Remember Avengers: Infinity War? We all knew that Thanos was the “villain” because he was gathering Infinity Stones to fit into a gauntlet that would allow him to snap his fingers and eliminate half the population of the universe (randomly chosen lest he be unfair). This was to save the universe because overpopulation was ruining everything for everyone. He would bring balance, and it would be a good and plentiful universe for everyone who was left. I used quotation marks because there are a few who think #ThanosWasRight.
This is fantasy and fiction so the stakes would have to be massive. Half the population? Is it really a “lesser evil” for a “greater good”?
What about Typhoid Mary? She was an Irish immigrant to America in the late 1800s. She just wanted to make a living as a cook, and she seemed healthy. Turns out she was an asymptomatic carrier of typhoid. Once she found out, she worked as a laundress, but made a lot less money. Then she was injured. She changed her name and went back to work as a cook. Illness followed wherever she went, and she kept changing her name and working for other families. They confirmed three deaths, but it was never known if that was the total (insufficient contact tracing). Was she evil? I doubt it.
After her second arrest, she was kept in quarantine for 23 years and died of pneumonia. All she wanted was to make a good living and do what she enjoyed. Unfortunately, it made people ill and some died.
COVID-19 is definitely not going to take out half the world’s population. It won’t take out even 0.01%. In a fictional story, these stakes would not be high enough. In real life, the stakes are gigantic when it’s your parent, your sibling, or any other member of your family.
The percent of asymptomatic carriers of COVID-19 is unknown. I tried to look it up and saw numbers varying from 20% to 80% of those that have been tested. I’m sticking with unknown because if a person isn’t sick, he or she is unlikely to get tested unless required to do so.
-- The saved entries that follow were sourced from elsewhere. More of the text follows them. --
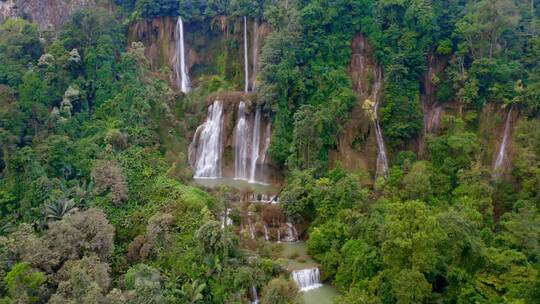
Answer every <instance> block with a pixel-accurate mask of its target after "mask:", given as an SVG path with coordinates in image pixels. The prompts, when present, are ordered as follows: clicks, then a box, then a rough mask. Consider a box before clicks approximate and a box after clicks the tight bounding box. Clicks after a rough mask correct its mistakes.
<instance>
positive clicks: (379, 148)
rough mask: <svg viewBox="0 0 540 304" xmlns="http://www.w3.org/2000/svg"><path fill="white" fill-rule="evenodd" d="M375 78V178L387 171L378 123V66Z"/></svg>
mask: <svg viewBox="0 0 540 304" xmlns="http://www.w3.org/2000/svg"><path fill="white" fill-rule="evenodd" d="M376 74H377V75H376V80H375V83H374V85H373V93H372V94H373V101H374V102H375V106H374V111H375V122H374V123H375V137H376V140H377V171H376V174H375V178H377V177H379V176H385V175H386V173H387V172H388V157H387V156H386V147H385V145H384V137H383V134H382V130H381V125H380V123H379V117H378V112H379V104H380V103H379V101H380V98H379V93H380V90H381V83H382V71H381V68H380V67H379V68H378V69H377V72H376Z"/></svg>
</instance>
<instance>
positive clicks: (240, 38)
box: [129, 17, 270, 90]
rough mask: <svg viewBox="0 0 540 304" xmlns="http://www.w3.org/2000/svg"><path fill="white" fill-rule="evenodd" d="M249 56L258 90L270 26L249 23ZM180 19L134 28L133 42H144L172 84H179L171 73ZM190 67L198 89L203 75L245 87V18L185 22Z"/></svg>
mask: <svg viewBox="0 0 540 304" xmlns="http://www.w3.org/2000/svg"><path fill="white" fill-rule="evenodd" d="M247 24H248V26H247V36H248V39H247V40H248V41H247V43H248V54H249V55H248V56H249V60H248V63H249V67H248V70H249V77H250V82H251V83H252V85H250V87H251V88H254V87H256V85H255V79H254V75H256V74H257V71H258V68H259V67H258V63H257V62H258V57H259V53H260V50H261V46H262V44H263V43H264V38H265V37H266V35H267V34H268V33H269V32H270V27H269V25H268V24H266V23H258V22H256V21H253V20H249V21H248V23H247ZM175 26H176V17H163V18H156V19H153V20H141V21H138V22H135V23H134V24H132V26H131V27H130V33H129V41H141V42H142V43H143V44H144V45H145V54H146V57H147V58H148V60H149V62H150V67H151V69H152V70H154V71H160V72H162V73H164V74H166V75H167V77H169V80H170V82H171V84H174V83H175V82H176V81H175V79H174V77H175V76H174V73H171V71H172V70H173V66H174V60H175V52H176V51H177V50H176V47H175V43H174V42H175V41H174V31H175ZM184 40H185V46H184V47H185V56H186V64H187V67H188V70H189V74H190V78H191V81H192V86H194V87H196V86H197V85H198V84H197V81H198V80H199V76H201V75H219V76H221V77H223V78H224V79H226V80H227V81H229V82H231V83H233V84H234V88H235V89H237V90H241V89H243V88H244V47H243V44H244V41H243V40H244V38H243V22H242V19H241V18H240V19H226V18H224V17H223V18H217V19H214V20H211V21H205V22H201V21H189V20H185V21H184Z"/></svg>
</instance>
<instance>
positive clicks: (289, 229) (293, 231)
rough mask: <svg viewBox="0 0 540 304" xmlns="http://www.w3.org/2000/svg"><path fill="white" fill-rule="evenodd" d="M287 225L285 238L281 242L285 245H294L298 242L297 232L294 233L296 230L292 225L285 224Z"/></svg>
mask: <svg viewBox="0 0 540 304" xmlns="http://www.w3.org/2000/svg"><path fill="white" fill-rule="evenodd" d="M285 224H286V225H287V236H286V237H285V239H284V240H283V241H284V242H287V243H295V242H297V241H298V232H297V231H296V228H295V227H294V225H293V224H291V223H290V222H287V223H285Z"/></svg>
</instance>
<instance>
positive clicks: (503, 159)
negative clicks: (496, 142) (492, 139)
mask: <svg viewBox="0 0 540 304" xmlns="http://www.w3.org/2000/svg"><path fill="white" fill-rule="evenodd" d="M513 109H514V107H511V108H510V110H509V111H508V114H507V115H506V122H505V123H504V133H503V139H502V142H501V146H500V147H499V152H498V153H497V158H496V159H495V164H494V165H493V177H495V178H496V177H499V176H500V174H501V171H502V167H503V165H504V162H505V160H506V158H507V157H508V155H507V154H508V152H507V151H508V138H509V137H510V131H511V127H512V126H511V125H512V110H513Z"/></svg>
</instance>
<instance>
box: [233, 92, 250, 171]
mask: <svg viewBox="0 0 540 304" xmlns="http://www.w3.org/2000/svg"><path fill="white" fill-rule="evenodd" d="M248 134H249V126H248V123H247V120H246V103H245V102H244V101H241V102H240V103H239V104H238V120H237V122H236V127H235V129H234V155H235V157H234V177H235V178H236V179H247V178H248V169H247V166H248V141H247V140H246V139H247V138H248Z"/></svg>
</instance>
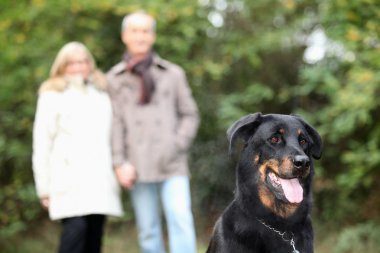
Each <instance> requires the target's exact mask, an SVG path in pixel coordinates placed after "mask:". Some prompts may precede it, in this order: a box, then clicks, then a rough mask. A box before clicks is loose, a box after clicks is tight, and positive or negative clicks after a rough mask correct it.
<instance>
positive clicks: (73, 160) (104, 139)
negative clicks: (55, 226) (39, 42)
mask: <svg viewBox="0 0 380 253" xmlns="http://www.w3.org/2000/svg"><path fill="white" fill-rule="evenodd" d="M105 90H106V81H105V78H104V76H103V74H102V73H101V72H100V71H99V70H98V69H97V68H96V65H95V61H94V58H93V57H92V55H91V53H90V52H89V51H88V49H87V48H86V47H85V46H84V45H83V44H81V43H79V42H70V43H68V44H66V45H65V46H64V47H63V48H62V49H61V50H60V51H59V53H58V55H57V57H56V59H55V61H54V63H53V65H52V67H51V71H50V78H49V79H48V80H47V81H45V82H44V83H42V85H41V87H40V90H39V97H38V103H37V111H36V116H35V122H34V129H33V171H34V178H35V183H36V188H37V194H38V196H39V198H40V200H41V204H42V206H43V207H44V208H46V209H48V210H49V216H50V218H51V219H52V220H61V221H62V226H63V229H62V234H61V239H60V245H59V252H60V253H64V252H70V253H84V252H91V253H95V252H100V251H101V239H102V235H103V227H104V223H105V216H106V215H112V216H121V215H122V214H123V211H122V205H121V201H120V194H119V185H118V183H117V180H116V177H115V174H114V171H113V169H112V161H111V146H110V140H111V139H110V134H111V120H112V109H111V104H110V100H109V98H108V96H107V93H106V92H105Z"/></svg>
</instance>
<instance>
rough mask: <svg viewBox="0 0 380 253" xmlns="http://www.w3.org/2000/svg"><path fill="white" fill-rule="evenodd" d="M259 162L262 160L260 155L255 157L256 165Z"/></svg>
mask: <svg viewBox="0 0 380 253" xmlns="http://www.w3.org/2000/svg"><path fill="white" fill-rule="evenodd" d="M259 160H260V156H259V155H255V159H254V162H255V164H258V163H259Z"/></svg>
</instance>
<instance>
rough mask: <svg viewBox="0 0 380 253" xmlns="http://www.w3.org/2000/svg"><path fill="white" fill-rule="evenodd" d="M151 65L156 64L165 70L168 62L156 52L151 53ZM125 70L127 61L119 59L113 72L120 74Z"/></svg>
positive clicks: (126, 67) (155, 64)
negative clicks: (151, 64)
mask: <svg viewBox="0 0 380 253" xmlns="http://www.w3.org/2000/svg"><path fill="white" fill-rule="evenodd" d="M152 65H153V66H156V67H158V68H160V69H162V70H166V69H168V68H169V64H168V62H166V61H165V60H164V59H162V58H161V57H160V56H159V55H158V54H156V53H154V54H153V64H152ZM126 71H127V63H126V62H125V61H121V62H120V63H119V64H117V65H116V66H115V74H116V75H120V74H122V73H124V72H126Z"/></svg>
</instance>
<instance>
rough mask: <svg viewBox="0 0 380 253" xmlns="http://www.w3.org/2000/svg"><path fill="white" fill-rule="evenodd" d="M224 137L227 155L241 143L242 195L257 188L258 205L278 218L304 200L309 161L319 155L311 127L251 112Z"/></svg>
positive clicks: (315, 141) (238, 174) (259, 113)
mask: <svg viewBox="0 0 380 253" xmlns="http://www.w3.org/2000/svg"><path fill="white" fill-rule="evenodd" d="M227 135H228V139H229V143H230V146H229V149H230V153H231V152H233V151H234V149H235V143H236V140H237V139H239V138H241V139H242V140H243V142H244V148H243V150H242V153H241V155H240V162H239V168H238V169H239V171H238V188H240V190H241V191H242V192H243V194H251V192H253V191H254V190H255V189H257V191H256V192H257V196H258V198H259V200H260V201H261V203H262V204H263V205H264V206H265V207H267V208H269V209H271V210H272V211H273V213H275V214H276V215H278V216H282V217H287V216H290V215H292V214H293V213H294V212H295V211H296V210H297V209H298V207H299V206H300V205H301V203H302V202H305V201H308V198H309V195H310V188H311V179H312V175H313V163H312V158H315V159H319V158H320V157H321V153H322V140H321V137H320V135H319V134H318V132H317V131H316V130H315V129H314V128H313V127H311V126H310V125H309V124H307V123H306V122H305V121H304V120H302V119H301V118H300V117H298V116H294V115H281V114H268V115H262V114H261V113H255V114H251V115H247V116H245V117H243V118H241V119H240V120H238V121H237V122H235V123H234V124H233V125H232V126H231V127H230V128H229V129H228V131H227ZM239 184H241V185H239Z"/></svg>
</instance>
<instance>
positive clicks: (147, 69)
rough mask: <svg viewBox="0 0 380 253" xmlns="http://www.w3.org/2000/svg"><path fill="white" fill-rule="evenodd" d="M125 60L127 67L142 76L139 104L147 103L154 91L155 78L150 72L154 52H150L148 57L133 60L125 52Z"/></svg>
mask: <svg viewBox="0 0 380 253" xmlns="http://www.w3.org/2000/svg"><path fill="white" fill-rule="evenodd" d="M124 60H125V61H126V62H127V69H128V70H129V71H131V72H132V73H134V74H136V75H138V76H139V77H140V78H141V85H140V99H139V104H141V105H146V104H148V103H149V102H150V100H151V99H152V96H153V92H154V88H155V87H154V86H155V83H154V80H153V77H152V75H151V73H150V72H149V68H150V66H151V65H152V63H153V53H152V52H150V53H149V54H148V56H147V57H145V58H144V59H142V60H141V61H138V62H136V61H133V60H132V58H131V56H130V55H128V53H125V54H124Z"/></svg>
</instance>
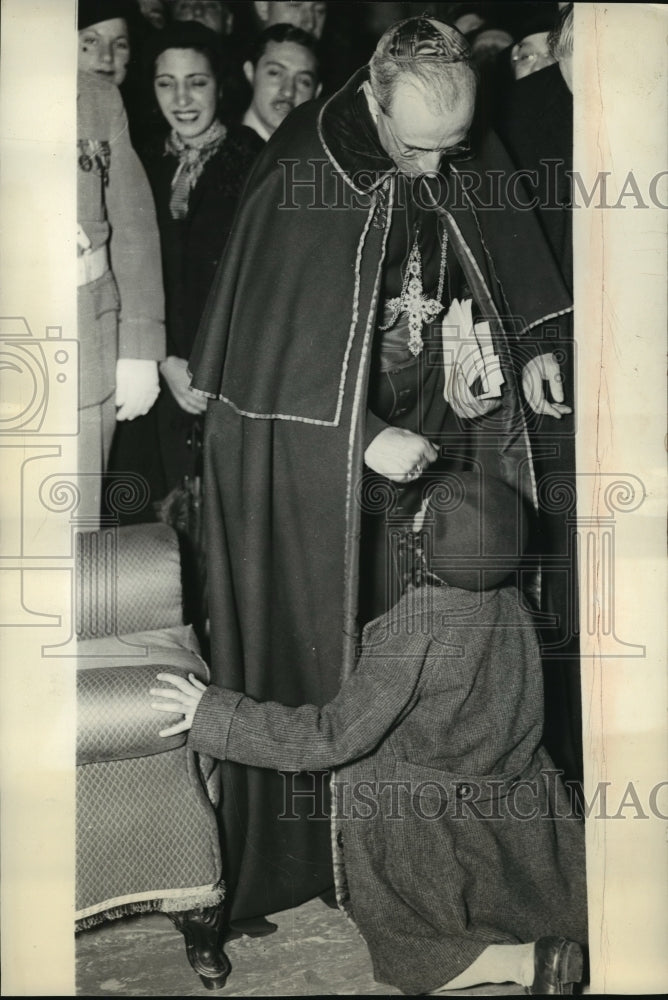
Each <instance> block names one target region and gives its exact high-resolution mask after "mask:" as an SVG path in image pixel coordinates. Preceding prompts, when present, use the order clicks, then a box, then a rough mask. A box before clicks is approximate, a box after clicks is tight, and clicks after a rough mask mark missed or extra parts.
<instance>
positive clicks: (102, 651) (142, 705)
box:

So you’re “healthy.” Everyone you know is “healthy.” You just want to get back to normal. There are certainly dangers to economic shutdown. And, hey, isn’t it (meaning: some people dying) just a “lesser evil” for a “greater good”? People die all the time, so what’s a few more? Especially since a lot of the people dying are old and often have other conditions.
That argument would never work in Israel. Many old people in this country are Holocaust survivors. No person, no matter their political party, would ever think that it could ever be acceptable to value the economy over human life and build business on the bones of people who survived genocide.
Israelis desperately want to get back to normal. But will they sacrifice their elders? No.
This week Israel was pretty much open. You can sit in restaurants and cafes. Stores are open. But we had a spike in new cases (89 and the next day 121) at a couple of high schools. Teachers and students are being tested and put in quarantine. The Health Department specifically asked children not to visit their grandparents.
Israel doesn’t have a magic number of infections or deaths that are deemed acceptable (that I know of). Regardless of the inadequacy of our government (a post for another day perhaps), allowing preventable deaths due to an infectious disease is simply not part of the equation. Asymptomatic carriers cannot be allowed to become superspreaders, and in no version of Israel is the first choice to follow Thanos’s logic.
“Whoever destroys a soul, it is considered as if he destroyed an entire world. And whoever saves a life, it is considered as if he saved an entire world.”